Orang-orang kaya dan berkuasa akan diturunkan dan menjadi rendah dan
orang-orang miskin akan ditinggikan. Simaklah ungkapan-uangkapan di bawah ini:
“Berbahagialah, hai kamu yang miskin, karena kamulah yang empunya ‘basileia’
Allah” (Lukas 6:20).
“Aku akan menentukan hak-hak basileia bagi kamu....dan kamu akan duduk
di atas takhta untuk menghakimi....”(Lukas 22:29,30).
“Jangan takut, hai kamu kawanan kecil! Karena Bapamu telah berkenan
memberikan kamu ‘basileia’ itu.” (Lukas 12:32).
“Celakalah kamu, hai kamu yang kaya....”(Lukas 6:20,24)
“Sebab barangsiapa meninggikan diri, ia akan direndahkan dan barangsiapa
merendahkan diri, ia akan ditinggikan.” (Lukas 14:11).
Namun, ini tidak berarti bahwa
dalam struktur Kerajaan Allah penindas dan yang ditindas hanya sekedar bertukar
tempat saja, sebab kalau hal ini terjadi maka akan melanggengkan penindasan itu
sendiri.

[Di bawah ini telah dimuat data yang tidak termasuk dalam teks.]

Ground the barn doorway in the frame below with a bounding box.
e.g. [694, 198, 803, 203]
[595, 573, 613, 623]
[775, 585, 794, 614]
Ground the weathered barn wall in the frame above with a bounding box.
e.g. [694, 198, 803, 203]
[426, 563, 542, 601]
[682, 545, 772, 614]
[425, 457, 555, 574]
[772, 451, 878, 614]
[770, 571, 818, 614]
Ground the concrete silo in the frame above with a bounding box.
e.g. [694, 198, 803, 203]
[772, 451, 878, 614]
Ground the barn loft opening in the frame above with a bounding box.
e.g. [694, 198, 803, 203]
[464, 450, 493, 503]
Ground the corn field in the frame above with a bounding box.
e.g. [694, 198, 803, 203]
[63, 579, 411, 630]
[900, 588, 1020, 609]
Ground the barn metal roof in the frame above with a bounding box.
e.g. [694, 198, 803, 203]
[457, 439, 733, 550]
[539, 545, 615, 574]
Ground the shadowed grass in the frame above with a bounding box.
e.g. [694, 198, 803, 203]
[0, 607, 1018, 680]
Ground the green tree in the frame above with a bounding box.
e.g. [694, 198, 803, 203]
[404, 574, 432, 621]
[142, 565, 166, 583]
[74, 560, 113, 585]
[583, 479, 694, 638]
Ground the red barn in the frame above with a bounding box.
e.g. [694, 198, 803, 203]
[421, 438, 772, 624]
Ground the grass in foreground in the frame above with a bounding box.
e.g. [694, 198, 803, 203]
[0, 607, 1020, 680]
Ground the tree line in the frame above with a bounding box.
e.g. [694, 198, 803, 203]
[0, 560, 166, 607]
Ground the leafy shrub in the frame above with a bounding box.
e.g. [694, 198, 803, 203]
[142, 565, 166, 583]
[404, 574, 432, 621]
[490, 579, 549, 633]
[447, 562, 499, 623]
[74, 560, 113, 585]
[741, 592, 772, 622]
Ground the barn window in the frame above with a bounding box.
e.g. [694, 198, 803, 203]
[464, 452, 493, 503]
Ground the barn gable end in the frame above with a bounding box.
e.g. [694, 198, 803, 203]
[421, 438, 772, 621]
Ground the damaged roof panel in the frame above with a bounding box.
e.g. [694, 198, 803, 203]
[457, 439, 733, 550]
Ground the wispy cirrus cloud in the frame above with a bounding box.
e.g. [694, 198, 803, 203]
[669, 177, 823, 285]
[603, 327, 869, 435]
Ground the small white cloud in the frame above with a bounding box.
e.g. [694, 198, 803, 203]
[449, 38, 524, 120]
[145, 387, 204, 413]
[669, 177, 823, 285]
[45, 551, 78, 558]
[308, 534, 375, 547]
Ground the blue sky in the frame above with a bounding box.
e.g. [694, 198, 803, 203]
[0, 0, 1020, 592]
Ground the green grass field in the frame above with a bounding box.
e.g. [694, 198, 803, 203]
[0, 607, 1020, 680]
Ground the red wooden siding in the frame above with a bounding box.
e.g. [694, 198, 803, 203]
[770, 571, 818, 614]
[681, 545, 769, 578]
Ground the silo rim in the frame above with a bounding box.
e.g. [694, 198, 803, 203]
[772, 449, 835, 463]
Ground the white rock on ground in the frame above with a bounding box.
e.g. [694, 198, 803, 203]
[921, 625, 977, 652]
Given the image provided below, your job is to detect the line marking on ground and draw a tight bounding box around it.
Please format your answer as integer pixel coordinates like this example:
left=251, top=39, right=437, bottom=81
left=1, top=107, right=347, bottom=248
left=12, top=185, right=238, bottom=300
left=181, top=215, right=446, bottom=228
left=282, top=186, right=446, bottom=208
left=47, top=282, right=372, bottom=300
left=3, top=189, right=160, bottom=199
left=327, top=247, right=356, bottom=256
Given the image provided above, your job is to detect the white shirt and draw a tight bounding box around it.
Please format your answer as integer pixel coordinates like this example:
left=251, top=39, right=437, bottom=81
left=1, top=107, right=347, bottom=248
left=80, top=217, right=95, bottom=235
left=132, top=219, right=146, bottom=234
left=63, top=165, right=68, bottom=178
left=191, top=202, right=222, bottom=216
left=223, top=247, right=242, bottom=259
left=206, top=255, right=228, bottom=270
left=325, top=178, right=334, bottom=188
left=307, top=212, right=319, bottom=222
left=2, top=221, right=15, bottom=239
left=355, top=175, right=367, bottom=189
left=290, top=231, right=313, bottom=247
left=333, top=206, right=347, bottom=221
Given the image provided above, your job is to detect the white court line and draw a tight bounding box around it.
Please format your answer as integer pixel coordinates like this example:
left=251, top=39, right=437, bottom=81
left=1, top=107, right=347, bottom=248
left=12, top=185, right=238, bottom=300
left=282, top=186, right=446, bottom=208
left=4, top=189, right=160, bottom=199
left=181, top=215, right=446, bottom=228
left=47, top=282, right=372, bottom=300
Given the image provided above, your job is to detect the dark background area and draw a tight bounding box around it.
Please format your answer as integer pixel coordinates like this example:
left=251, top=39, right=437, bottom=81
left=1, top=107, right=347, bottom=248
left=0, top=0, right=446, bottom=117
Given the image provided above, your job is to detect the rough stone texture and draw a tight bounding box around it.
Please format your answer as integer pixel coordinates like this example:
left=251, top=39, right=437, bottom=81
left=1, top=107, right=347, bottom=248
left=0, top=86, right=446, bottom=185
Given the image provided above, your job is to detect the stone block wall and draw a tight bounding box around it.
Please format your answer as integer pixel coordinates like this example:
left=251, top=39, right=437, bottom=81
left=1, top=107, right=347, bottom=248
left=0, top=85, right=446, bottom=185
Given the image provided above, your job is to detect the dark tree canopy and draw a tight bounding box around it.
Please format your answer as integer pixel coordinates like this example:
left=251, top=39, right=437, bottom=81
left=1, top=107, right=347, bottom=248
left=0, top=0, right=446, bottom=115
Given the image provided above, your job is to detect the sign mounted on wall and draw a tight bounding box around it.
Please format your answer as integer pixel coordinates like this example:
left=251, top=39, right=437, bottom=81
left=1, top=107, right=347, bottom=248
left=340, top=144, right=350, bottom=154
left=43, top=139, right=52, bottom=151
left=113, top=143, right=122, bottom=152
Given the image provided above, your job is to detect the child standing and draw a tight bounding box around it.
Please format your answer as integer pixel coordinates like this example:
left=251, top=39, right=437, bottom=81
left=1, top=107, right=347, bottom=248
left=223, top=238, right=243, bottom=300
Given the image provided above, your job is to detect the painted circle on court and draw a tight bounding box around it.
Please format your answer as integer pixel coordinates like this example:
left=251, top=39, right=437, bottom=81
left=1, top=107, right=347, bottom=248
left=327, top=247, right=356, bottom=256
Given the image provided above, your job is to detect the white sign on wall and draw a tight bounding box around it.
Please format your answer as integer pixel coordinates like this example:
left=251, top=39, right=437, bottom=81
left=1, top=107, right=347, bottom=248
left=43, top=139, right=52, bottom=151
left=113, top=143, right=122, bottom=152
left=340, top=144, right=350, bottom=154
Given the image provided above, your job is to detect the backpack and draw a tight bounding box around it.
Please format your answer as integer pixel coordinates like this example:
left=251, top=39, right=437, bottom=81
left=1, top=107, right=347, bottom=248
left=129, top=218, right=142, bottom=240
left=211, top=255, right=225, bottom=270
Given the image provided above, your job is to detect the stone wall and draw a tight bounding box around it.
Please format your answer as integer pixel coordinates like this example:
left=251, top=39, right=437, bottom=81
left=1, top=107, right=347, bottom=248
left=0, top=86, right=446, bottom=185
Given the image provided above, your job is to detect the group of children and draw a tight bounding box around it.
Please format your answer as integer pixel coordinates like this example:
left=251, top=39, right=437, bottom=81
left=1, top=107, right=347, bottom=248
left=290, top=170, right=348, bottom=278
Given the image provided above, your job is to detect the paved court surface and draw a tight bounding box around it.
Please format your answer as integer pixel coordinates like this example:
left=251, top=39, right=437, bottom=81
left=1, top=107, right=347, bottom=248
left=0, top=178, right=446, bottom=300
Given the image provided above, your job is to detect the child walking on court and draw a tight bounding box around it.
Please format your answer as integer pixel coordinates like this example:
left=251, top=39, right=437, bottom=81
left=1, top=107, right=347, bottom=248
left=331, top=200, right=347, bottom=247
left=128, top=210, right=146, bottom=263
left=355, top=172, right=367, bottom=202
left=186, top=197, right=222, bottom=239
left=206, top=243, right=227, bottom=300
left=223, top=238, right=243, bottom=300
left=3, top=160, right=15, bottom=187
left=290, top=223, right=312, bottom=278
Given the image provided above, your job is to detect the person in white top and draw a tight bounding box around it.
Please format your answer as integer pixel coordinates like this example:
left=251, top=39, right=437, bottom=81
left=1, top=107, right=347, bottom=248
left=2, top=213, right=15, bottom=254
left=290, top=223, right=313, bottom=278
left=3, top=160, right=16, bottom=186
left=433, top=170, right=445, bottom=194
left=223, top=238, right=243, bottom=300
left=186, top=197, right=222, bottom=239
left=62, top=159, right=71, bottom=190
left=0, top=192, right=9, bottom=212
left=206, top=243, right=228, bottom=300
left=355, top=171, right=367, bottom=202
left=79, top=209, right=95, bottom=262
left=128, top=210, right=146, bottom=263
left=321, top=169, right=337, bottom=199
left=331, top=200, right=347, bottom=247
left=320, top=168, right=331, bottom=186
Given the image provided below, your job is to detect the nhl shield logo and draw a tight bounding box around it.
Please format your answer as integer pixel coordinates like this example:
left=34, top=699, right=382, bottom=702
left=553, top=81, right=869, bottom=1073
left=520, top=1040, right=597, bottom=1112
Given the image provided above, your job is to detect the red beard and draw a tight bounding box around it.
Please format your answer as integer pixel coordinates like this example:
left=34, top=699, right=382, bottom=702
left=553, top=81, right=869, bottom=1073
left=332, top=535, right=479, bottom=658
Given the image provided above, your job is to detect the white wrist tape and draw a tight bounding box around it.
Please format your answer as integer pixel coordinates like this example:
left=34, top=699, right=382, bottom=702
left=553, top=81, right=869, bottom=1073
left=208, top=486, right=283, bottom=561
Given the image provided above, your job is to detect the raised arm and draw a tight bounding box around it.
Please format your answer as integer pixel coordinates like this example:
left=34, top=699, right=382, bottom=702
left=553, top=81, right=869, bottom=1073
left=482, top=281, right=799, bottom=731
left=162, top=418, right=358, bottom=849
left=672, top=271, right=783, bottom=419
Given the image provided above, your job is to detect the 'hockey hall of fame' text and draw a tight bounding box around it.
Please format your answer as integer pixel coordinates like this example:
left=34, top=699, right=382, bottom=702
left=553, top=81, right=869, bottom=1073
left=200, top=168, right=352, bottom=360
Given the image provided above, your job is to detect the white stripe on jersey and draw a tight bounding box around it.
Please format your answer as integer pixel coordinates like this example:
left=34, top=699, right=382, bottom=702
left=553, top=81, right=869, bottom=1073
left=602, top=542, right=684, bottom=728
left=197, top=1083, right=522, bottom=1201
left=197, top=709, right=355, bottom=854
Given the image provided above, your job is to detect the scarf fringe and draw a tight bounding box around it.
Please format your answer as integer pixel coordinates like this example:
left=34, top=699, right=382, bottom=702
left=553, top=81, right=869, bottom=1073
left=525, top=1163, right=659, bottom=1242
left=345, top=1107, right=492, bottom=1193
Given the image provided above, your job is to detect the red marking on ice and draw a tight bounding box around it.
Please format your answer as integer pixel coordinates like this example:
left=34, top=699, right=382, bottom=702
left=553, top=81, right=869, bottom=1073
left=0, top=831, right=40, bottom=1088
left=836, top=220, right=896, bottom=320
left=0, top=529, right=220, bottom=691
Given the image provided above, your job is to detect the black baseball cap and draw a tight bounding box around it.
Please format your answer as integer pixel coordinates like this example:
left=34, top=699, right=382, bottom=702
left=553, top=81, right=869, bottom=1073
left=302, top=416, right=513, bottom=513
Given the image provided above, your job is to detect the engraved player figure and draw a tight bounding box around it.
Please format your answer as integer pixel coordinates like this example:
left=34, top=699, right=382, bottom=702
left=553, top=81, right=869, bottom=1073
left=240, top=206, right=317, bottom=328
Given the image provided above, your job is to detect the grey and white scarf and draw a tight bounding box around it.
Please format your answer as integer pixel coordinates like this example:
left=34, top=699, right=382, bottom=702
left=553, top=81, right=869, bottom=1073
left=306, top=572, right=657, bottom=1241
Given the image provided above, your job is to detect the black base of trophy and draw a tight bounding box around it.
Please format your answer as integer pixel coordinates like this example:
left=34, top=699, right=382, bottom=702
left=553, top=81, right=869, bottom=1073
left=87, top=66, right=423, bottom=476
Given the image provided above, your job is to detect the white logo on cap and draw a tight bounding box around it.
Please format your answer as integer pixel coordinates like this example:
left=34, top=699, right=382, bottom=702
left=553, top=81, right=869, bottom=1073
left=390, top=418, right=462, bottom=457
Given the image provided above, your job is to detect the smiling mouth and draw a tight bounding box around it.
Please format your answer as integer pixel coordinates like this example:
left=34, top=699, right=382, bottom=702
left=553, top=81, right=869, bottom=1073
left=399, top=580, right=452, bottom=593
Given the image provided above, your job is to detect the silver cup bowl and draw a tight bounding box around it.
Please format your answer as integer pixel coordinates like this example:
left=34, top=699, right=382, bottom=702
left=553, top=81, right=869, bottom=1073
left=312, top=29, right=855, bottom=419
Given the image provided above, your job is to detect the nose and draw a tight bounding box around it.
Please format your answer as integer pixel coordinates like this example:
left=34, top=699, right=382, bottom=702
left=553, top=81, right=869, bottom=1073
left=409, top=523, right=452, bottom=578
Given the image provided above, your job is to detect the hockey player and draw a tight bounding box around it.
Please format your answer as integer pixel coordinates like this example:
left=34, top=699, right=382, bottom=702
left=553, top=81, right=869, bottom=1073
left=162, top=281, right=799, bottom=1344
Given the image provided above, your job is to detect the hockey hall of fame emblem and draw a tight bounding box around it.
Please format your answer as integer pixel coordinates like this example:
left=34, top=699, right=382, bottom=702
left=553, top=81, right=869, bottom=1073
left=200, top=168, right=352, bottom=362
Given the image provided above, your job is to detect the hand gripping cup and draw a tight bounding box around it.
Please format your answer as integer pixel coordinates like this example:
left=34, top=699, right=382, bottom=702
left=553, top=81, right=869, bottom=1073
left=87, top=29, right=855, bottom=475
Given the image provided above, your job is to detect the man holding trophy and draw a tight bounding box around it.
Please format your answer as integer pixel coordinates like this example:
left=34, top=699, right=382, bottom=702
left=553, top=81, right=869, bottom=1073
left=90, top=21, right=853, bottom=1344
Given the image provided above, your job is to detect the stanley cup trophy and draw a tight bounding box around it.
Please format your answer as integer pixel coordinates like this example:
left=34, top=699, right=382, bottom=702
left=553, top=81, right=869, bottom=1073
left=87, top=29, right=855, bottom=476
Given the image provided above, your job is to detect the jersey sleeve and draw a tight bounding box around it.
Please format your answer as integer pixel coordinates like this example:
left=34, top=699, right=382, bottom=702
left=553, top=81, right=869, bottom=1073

Dulunya si tertindas menjadi miskin dan menderita oleh si penindas,
kini posisinya terbalik. Si tertindas kini punya kesempatan untuk membalas si
penindas. Jelas bukan begini ide tentang Kerajaan Allah! Dalam kekuasaan
Kerajaan Allah akan menjadi sama sekali lain, tidak ada lagi penindasan. Penindasan
diakhiri. Kekuasaan yang sedang dihadapi Yesus adalah kekuasaan Si Jahat,
kekuasaan yang menindas, sedangkan kekuasaan Kerajaan Allah adalah kekuasaan
yang melayani dan memerdekakan.
Hampir semua kekuasaan di
dunia ini diatur oleh penguasa dengan mengandalkan kekuatan yang cenderung
korup dan menindas. Namun, struktur Kerajaan Allah akan diwarnai oleh kekuasaan
pelayanan penuh kasih yang diberikan dengan sukacita satu kepada yang lain.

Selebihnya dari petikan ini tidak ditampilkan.